Pintasan.co, Jakarta – Pembuatan kebijakan pemerintah merupakan aspek fundamental dalam menciptakan kesejahteraan sosial yang merata bagi seluruh lapisan masyarakat.
Oleh karena itu, kebijakan yang diambil harus senantiasa berorientasi pada kepentingan rakyat banyak, bukan semata-mata untuk memenuhi kepentingan segelintir kelompok elit atau oligarki.
Kebijakan yang berpihak pada rakyat akan memastikan bahwa pembangunan nasional dapat dirasakan secara adil dan berkelanjutan, memperkuat demokrasi, serta mengurangi kesenjangan sosial yang ada.
Indonesia menganut sistem pemerintahan demokrasi yang berlandaskan Pancasila, dikenal sebagai demokrasi Pancasila.
Transisi sistem pemerintahan
Sejak proklamasi kemerdekaan pada 17 Agustus 1945, Indonesia mengalami berbagai transisi dalam sistem pemerintahannya.
Setelah mengadopsi Konstitusi 1945, Indonesia melalui beberapa fase, termasuk demokrasi liberal pada 1945-1955 yang ditandai dengan ketegangan politik, serta penerapan “Demokrasi Terpimpin” oleh Soekarno pada era Orde Lama.
Orde Baru yang dipimpin Suharto mengendalikan pemerintahan secara otoriter meskipun ekonomi berkembang, hingga reformasi dimulai setelah pengunduran dirinya pada 1998.
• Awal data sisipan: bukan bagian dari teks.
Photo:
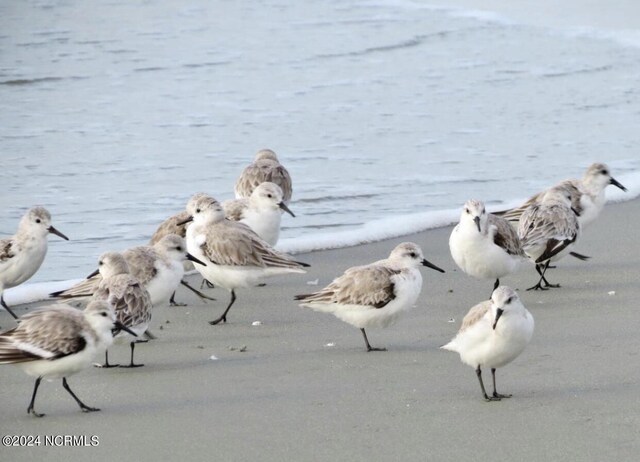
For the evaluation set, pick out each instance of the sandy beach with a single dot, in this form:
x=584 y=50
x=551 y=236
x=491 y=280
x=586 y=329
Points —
x=289 y=395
Era reformasi membawa pemilihan umum langsung yang lebih bebas, meski tantangan seperti korupsi, intoleransi, dan ketidaksetaraan tetap ada.
Praktik demokrasi di Indonesia terus berkembang dengan partisipasi politik yang meningkat, namun masalah politik uang, intimidasi, dan manipulasi suara masih menghambat demokrasi yang sejati.
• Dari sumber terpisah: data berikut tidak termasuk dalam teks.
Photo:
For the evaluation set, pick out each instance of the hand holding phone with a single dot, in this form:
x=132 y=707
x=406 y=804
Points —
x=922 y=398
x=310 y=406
Kebebasan sipil dan keberagaman suara masyarakat semakin diakui, namun tantangan terhadap integritas sistem politik dan diskriminasi terhadap minoritas terus mengancam partisipasi politik yang inklusif.
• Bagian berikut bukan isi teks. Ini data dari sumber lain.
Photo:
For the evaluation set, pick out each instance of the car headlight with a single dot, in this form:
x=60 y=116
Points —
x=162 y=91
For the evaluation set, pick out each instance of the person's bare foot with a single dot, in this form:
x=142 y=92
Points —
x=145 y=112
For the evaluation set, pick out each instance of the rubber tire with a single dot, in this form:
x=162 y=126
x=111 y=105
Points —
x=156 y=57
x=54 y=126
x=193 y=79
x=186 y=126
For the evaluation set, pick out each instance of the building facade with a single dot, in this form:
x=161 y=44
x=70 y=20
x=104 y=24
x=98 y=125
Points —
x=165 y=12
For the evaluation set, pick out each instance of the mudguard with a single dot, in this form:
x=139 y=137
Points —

Pemerintahan oligarki merujuk pada sistem pemerintahan di mana kekuasaan politik dikuasai oleh kelompok kecil individu atau elit yang memiliki pengaruh besar dalam pengambilan keputusan.
Menurut Plato, sebagaimana dijelaskan dalam buku Ilmu Sosial Dasar karya Dr. Beni Ahmad Saebani, M.Si., oligarki adalah bentuk pemerintahan yang dikuasai oleh golongan yang memiliki kekayaan besar.
Praktik oligarki di Indonesia semakin berkembang, ditandai dengan fenomena desentralisasi oligarki, di mana pengaruh para elit tidak hanya terbatas pada pemerintah pusat, tetapi juga mencakup pengaruh terhadap kebijakan di tingkat daerah, serta elemen-elemen penting seperti pemilu, partai politik, dan media massa.
Pemilu yang mahal, partai politik yang pragmatis, dan media yang mencari keuntungan politik-ekonomis menjadi arena subur bagi oligarki.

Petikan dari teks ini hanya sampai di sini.